Untangling human development and natural gradients: Implications of underlying correlation structure for linking landscapes and riverine ecosystems
Lucero, Yasmin; Steel, E. Ashley; Burnett, Kelly M.; Christiansen, Kelly
Increasingly, ecologists seek to identify and quantify relationships between landscape gradients and aquatic ecosystems. Considerable statistical challenges emerge in this effort, some of which are attributable to multicollinearity between human development and landscape gradients. In this paper, we measure the covariation between human development—such as agriculture and urbanization - and natural landscape gradients - such as valley form, climate and geology. With a dataset of wade-able streams from coastal Oregon (USA), we use linear regression to quantify covariation between human activities and landscape gradients. We show that the correlation between human development and natural landscape gradients varies dramatically with the scale of observation.
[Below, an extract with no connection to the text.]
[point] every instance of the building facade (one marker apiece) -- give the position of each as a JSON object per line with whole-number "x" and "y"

Similarly, we show how the correlation varies by region, even within a scale of interest. We then use a simulation experiment to demonstrate how this inherent covariation can hinder statistical efforts to identify mechanistic links between landscape gradients and features of aquatic ecosystems. We illustrate the negative consequences of the underlying correlation structure for statistical efforts: inflated goodness-of-fit metrics and inflated error terms on key coefficients that may undermine model building. We conclude by discussing the current best statistical practices for dealing with multicollinearity as well as the limitations of existing statistical tools.